Background StoryI am absolutely OBSESSED with COBS. I cannot even describe my love for them. It is just crazy.
My friend bought me this cheese and pesto scroll...
oh my gosh. It is all about the centre. It's just loaded with sauce, super moist and VERY flavourable. Then she got me this...
and let me just say... the opposite happens here. It's all about the outside! The little bits of white chocolate chips with raspberries is where its AT! If you have a local cobs bakery around you I recommend you to go hit the place up and try these. There was a point where I was eating one of these every day. One night my girls and I decided we needed a healthier alternative cause we can enjoy life but we also don't want to get chubs! So Kelsey and I collaborated and made the skinny raspberry and chocolate scone! It's whole wheat and we choose healthy alternatives to cute out fat.
- 2 1/2 Cups of Whole Wheat Flour
- 1/4 Cup Brown Sugar
- 1 Tablespoon of Baking Powder
- 1/2 Teaspoon of Coarse Sea Salt
- 1/2 Cup Plain Non-Fat Greek Yogurt
- 1 Cup Buttermilk
- 1 Egg Yolk
- 2 Cups of Raspberries
- 1/4 Cup Chocolate Chips
- Preheat Oven 400 Degrees F
- Mix all Dry ingredients together: Flour, Brown Sugar, Baking Powder, Sea Salt
- Then Add Greek Yogurt, Mix Again! Until Pea size pieces form
- Add Buttermilk and Egg Yolk, Mix!
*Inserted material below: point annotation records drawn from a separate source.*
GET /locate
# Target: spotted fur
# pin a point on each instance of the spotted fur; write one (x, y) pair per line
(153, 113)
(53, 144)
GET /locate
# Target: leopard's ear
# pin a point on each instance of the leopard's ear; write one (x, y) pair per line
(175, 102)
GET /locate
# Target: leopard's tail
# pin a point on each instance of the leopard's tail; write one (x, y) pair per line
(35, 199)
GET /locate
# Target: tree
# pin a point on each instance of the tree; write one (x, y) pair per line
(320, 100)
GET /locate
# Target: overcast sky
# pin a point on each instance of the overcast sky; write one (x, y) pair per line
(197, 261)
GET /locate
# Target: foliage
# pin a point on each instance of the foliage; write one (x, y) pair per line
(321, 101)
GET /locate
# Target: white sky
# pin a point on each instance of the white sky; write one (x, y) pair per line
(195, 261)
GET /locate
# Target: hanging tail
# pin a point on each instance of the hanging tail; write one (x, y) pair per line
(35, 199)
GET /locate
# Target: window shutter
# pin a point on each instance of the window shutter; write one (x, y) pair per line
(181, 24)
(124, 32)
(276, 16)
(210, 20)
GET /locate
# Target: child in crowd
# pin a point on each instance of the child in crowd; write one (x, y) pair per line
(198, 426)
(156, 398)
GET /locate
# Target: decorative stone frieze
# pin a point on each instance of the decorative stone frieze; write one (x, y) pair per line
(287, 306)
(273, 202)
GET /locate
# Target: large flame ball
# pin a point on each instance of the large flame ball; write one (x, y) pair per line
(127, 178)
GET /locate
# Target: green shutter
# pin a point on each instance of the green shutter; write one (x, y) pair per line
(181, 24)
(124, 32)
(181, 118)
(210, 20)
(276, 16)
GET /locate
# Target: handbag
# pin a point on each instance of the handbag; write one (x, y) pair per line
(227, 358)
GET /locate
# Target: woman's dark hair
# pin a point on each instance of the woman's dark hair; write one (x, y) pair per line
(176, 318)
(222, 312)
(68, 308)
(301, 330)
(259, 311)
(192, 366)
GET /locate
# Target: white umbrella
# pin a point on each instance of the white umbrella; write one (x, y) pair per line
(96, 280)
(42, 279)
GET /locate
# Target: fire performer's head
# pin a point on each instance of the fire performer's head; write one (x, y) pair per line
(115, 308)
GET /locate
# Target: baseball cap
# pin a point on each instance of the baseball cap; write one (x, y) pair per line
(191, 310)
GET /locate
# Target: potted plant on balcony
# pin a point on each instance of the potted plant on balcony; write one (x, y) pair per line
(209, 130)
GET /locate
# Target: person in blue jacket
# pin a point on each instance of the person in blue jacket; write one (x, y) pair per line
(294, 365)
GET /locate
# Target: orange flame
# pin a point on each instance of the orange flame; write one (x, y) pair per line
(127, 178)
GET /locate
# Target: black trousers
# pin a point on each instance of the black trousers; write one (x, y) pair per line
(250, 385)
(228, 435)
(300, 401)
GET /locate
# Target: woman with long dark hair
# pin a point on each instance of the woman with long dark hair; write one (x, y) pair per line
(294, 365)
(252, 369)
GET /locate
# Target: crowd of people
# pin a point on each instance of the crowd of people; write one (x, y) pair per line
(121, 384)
Your dough must be a nice spongy texture, if it is too moist add more flour!
- Flour your counter, Knead it 3 Times, Then fold in raspberries and chocolate chips
- Roll it out so it is 1 inch in diameter and cut into pieces of your desired size
- Transfer to Wax paper and leave it in the oven for 18-20 minutes.